Lim Kit Siang

Coloniser-colonised thesis revisited

by Azly Rahman

Learning about the current Tunisian revolt, and remembering the work of Martin Luther King Jr, I have somewhat come to draw a parallel between analysis and hope, between reality and manifestation. From Albert Memmi to Martin Luther King Jr.

In the case of the Tunisian youth ‘chasing out’ their dictator of 23 years and their anger over the royal robbery of the monarch, I found an explanation in the 1965 classic by the Tunisian psychoanalyst and political-cultural theorist Albert Memmi in his seminal work, The Colonizer and the Colonized, in which he proposed that the only way to resolve the contradiction of the oppressor and the oppressed and put an end to the brutality of the dictator is through revolt.

One can find a similar theme in analysing the master-slave narrative in works such as Frantz Fanon’s The Wretched of the Earth and Paulo Freire’s Pedagogy of the Oppressed.

That is what is happening now in the streets of Tunis; the coloniser who was once a colonised mind has turned into a coloniser and now is deposed by the colonised. Revolt is the way to overcome the slow death of the masses via hegemony of developmentalism and the illusion of nationalism.

That was the path Algerians took in the Battle of Algiers within the context of The French-Algerian War, in which the colonised fought against the brutal French colonisers, ending in a few million deaths.

Obama’s election a symbolic victory of the enslaved

In the case of the United States, the colonised were the African-Americans who had a unique history of being forced into slavery by the colonisers, with the struggle for freedom culminating in the civil rights movement of King and Malcolm X, among others, and today, triumphantly culminating in a symbolic victory of the enslaved or the colonised in the person of Barack Obama as the first African-American president: a peaceful revolt American-styled, nonetheless.

King’s hope was realised, his dream came through beyond that of merely seeing white and black children walking together to school, holding hands.

I am proposing that social scientists analyse the phenomena of the deposition of monarchs and dictators, using what I call “radical semiotics”; a method of deconstructionism that not only analyses the historical materiality of royal symbolism, but also the mythical origins of the need to colonise, and how these human figures of ruler-ship became enshrined in the mind of the colonised as the symbol of unquestioning loyalty, even in the post post-enlightenment age of cosmopolitan democracy and cybernetics.

Capitalism, exciting as an ideology to promote free spiritedness but uninteresting as a system that can curb human greed and the nurturing of the coloniser-colonised culture, works hand in hand with the symbolism and habitues of power.

In the case of the feudal lords, the church and other houses of worship might give the spiritual inspiration or the religious raison d’etre to legitimise and authorise the advancement and institutionalisation of greed.

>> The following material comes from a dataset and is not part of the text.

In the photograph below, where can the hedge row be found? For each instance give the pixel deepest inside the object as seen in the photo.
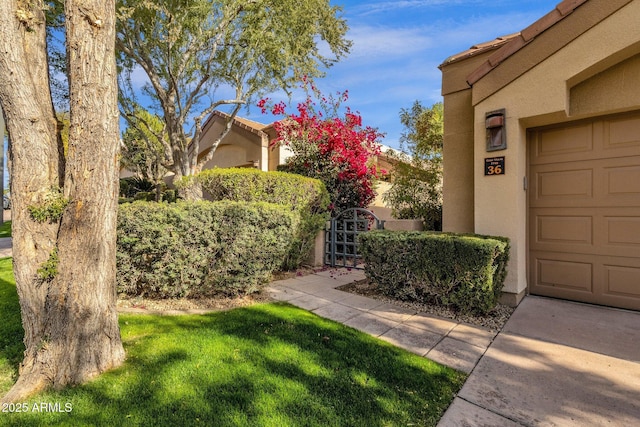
(307, 196)
(201, 249)
(464, 272)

Throughout history, monarchs who work hand in hand with aristocrats and powerful merchant houses provide not only the avenue for the rich to amass as much as they can through the ideology of guns-guts-glory, but also a soothing and serenading sermon for the poor to wait for the kingdom of god to come, and be poor and happy and believe in the divine rights of kings so that the kingdom can be stable enough for the poor to keep praying for the gratitude of being poor and for the rich to hand them charities.

Into the religious texts too are sometimes woven this ideology of being happy with the wealth of spirituality, with the poverty of materialism inscribed to legitimise the institutionalisation of capitalism.

As a response to this priestly-class influence of religion on the affairs of the homo economicus, we saw the birth of the liberation theology and the art of destroying symbolism; of iconoclasm.

The death of daulat. The death of the divine rights of kings. The realisation of the hidden dollar and dinar sign in every symbol of the royalty – ala the third eye of the Illuminati.

In essence, Albert Memmi’s thesis on the narrative of mental colonisation is now seen on the streets and we need a new understanding of semiotics to understand this world of perpetual revolutions.


AZLY RAHMAN, who was born in Singapore and grew up in Johor Bahru, holds a Columbia University (New York) doctorate in International Education Development and Masters’ degrees in the fields of Education, International Affairs, Peace Studies and Communication. He has taught more than 40 courses in six different departments and has written more than 300 analyses on Malaysia. His teaching experience spans Malaysia and the United States, over a wide range of subjects from elementary to graduate education. He currently resides in the United States.